Winter months can be hard for many people. With very little sunshine, many hours of darkness, and bone-chilling temperatures, it is easy to succumb to the blues and to feel depressed, isolated, and uninspired. Some people fight the blues by jetting off on tropical vacations, but that's both expensive and terrible for the environment. A better approach is to implement small daily practices that make your own life at home more pleasurable. Here are some suggestions from someone who lives with snow for six months out of the year.

1. Get outside every single day.

It's important to stay active throughout the winter months. Cycle to work. (Lloyd wrote up a great guide on how to dress for winter cycling.) Walk your kids to school. Shovel snow. Go on weekend hikes with family or friends. Plan a winter camping trip. Visit local festivals. Just don't hibernate!

2. Plant an indoor garden.

You can grow vegetables indoors or simply surround yourself with houseplants that add a cheery, peaceful vibe to a room. Read: 6 houseplants to boost wellbeing

3. Cook cozy, cold-weather fare.

Embrace how the change in seasons affects your diet. Make slow simmering stews and braises, spicy curries, heaps of soups, and fresh homemade breads. Winter is the best time to bake. Turning on the oven can warm your house and make the kitchen a gathering point for the family.

4. Invite friends over.

Host informal gatherings on weekend evenings. No one will complain about curling up on a living room sofa to play board games for hours or to watch a movie together. Host a spa night with friends.

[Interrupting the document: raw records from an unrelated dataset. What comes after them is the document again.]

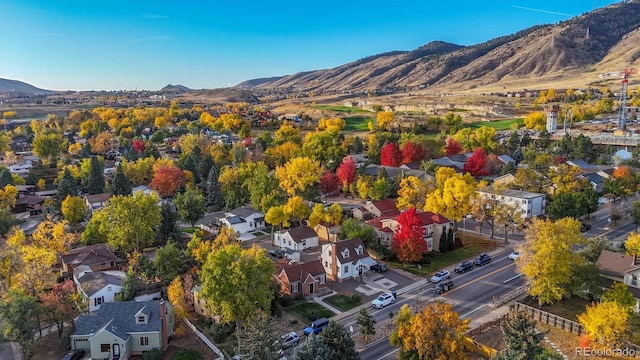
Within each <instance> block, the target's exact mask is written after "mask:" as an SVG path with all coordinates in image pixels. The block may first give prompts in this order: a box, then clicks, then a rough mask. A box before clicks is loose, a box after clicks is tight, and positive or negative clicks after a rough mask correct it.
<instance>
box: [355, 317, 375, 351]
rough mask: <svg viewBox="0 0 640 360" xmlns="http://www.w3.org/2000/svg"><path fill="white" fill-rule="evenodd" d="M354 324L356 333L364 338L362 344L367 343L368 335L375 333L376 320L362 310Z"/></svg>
mask: <svg viewBox="0 0 640 360" xmlns="http://www.w3.org/2000/svg"><path fill="white" fill-rule="evenodd" d="M356 324H358V331H359V332H360V334H362V336H364V343H365V344H366V343H368V342H369V341H368V340H369V335H375V333H376V319H374V318H373V316H371V314H369V312H367V309H366V308H362V309H360V311H359V312H358V316H357V317H356Z"/></svg>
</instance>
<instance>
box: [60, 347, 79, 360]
mask: <svg viewBox="0 0 640 360" xmlns="http://www.w3.org/2000/svg"><path fill="white" fill-rule="evenodd" d="M83 357H84V350H82V349H76V350H71V351H69V352H68V353H67V355H65V356H64V357H63V358H62V360H80V359H82V358H83Z"/></svg>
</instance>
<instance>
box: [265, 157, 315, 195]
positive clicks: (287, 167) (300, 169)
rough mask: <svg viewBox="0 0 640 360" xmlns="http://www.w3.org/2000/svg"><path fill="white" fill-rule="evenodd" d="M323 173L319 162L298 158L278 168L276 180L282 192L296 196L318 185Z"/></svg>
mask: <svg viewBox="0 0 640 360" xmlns="http://www.w3.org/2000/svg"><path fill="white" fill-rule="evenodd" d="M323 172H324V171H323V169H322V167H321V166H320V163H318V162H317V161H313V160H311V159H310V158H308V157H296V158H293V159H291V160H289V161H287V163H286V164H284V166H278V167H277V168H276V178H278V181H279V182H280V188H282V190H284V191H285V192H286V193H287V194H289V196H295V195H299V194H302V193H304V192H305V190H307V189H309V188H310V187H311V186H314V185H315V184H317V183H318V182H319V181H320V177H321V176H322V174H323Z"/></svg>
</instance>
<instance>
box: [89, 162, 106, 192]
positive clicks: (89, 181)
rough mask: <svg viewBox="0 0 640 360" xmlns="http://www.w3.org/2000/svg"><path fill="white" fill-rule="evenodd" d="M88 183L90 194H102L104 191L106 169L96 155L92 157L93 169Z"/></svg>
mask: <svg viewBox="0 0 640 360" xmlns="http://www.w3.org/2000/svg"><path fill="white" fill-rule="evenodd" d="M87 185H88V186H87V191H89V194H101V193H103V192H104V185H105V181H104V169H102V165H100V161H98V157H97V156H95V155H94V156H92V157H91V169H90V173H89V183H88V184H87Z"/></svg>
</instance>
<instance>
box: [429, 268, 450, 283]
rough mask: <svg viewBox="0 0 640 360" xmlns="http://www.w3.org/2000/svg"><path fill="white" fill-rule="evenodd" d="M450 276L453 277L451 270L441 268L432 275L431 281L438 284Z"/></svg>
mask: <svg viewBox="0 0 640 360" xmlns="http://www.w3.org/2000/svg"><path fill="white" fill-rule="evenodd" d="M449 278H451V273H450V272H449V270H440V271H438V272H437V273H435V274H434V275H433V276H432V277H431V282H434V283H436V284H437V283H439V282H440V281H442V280H444V279H449Z"/></svg>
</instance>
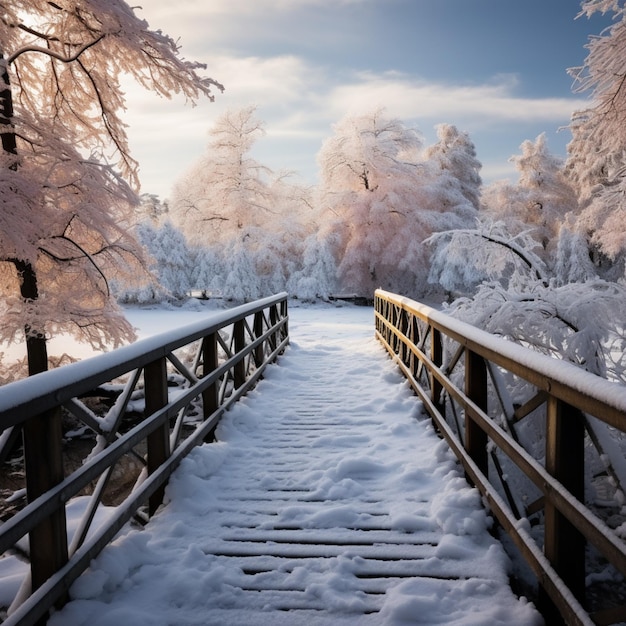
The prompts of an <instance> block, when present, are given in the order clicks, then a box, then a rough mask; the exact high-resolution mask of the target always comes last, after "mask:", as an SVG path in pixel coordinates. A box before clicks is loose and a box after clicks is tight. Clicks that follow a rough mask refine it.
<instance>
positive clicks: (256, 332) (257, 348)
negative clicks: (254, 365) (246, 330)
mask: <svg viewBox="0 0 626 626" xmlns="http://www.w3.org/2000/svg"><path fill="white" fill-rule="evenodd" d="M262 335H263V311H257V312H256V313H255V314H254V338H255V339H258V338H259V337H261V336H262ZM264 359H265V343H261V344H260V345H258V346H257V347H256V348H255V350H254V362H255V364H256V366H257V367H260V366H261V364H262V363H263V360H264Z"/></svg>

5. Create rituals you enjoy.

I love taking hot bubble baths on winter evenings and drinking homemade matcha lattes or chai tea in the afternoons. My husband and I watch a favorite show and eat popcorn in front of the fireplace after kids have gone to bed. Tsh Oxenreider, writing for The Art of Simple, says she loves diffusing specific essential oils that she saves for winter months.

6. Start a supper club.

Meet once a month, alternating between people's houses, and take turns choosing a theme and assigning dishes. Or it could take the form of Friday Night Meatballs, where during the quieter winter months, you make a batch of spaghetti and sauce and whoever wants to join can show up to eat if they bring a bottle of wine, garlic bread, or dessert.

7. Make a reading list.

If you're going out less in the evenings, then you should have more time to tackle all those books you wish you could read. Make winter your reading season, with dedicated hours spent in silence, traveling the world from the comfort of your couch. Set a goal, i.e. one book per week. Read: How to maximize the number of books you read

8. Keep the windows uncovered.

Another great suggestion from Oxenreider's article on this same topic is keeping curtains open or using gauzy transparent ones to allow sunlight to enter the home. This will brighten the space, boost your mood, and make the short days feel just a wee bit longer.

9. Turn the lights on.

This might sound anti-TreeHugger, but if it prevents depression and makes you more productive, it's worth the tradeoff. Trent Hamm did some calculations over at the Simple Dollar: "I simply turn on the lights all over the house so it’s not dim anywhere. We use LED bulbs so the energy cost is pretty low. Running about 75 LED light bulbs for an hour costs about a dime, so it’s well worth it." Lighting candles at home (stick with beeswax or unscented organic soy for health reasons) can create a lovely atmosphere in the evenings, as well.

10. Invest in some really great socks.

You may raise an eyebrow or even laugh aloud, but this is real, folks. Nothing is more miserable than having cold feet, and I highly recommend spending the money on a few great pairs of wool socks that will keep your feet toasty warm and dry all day long.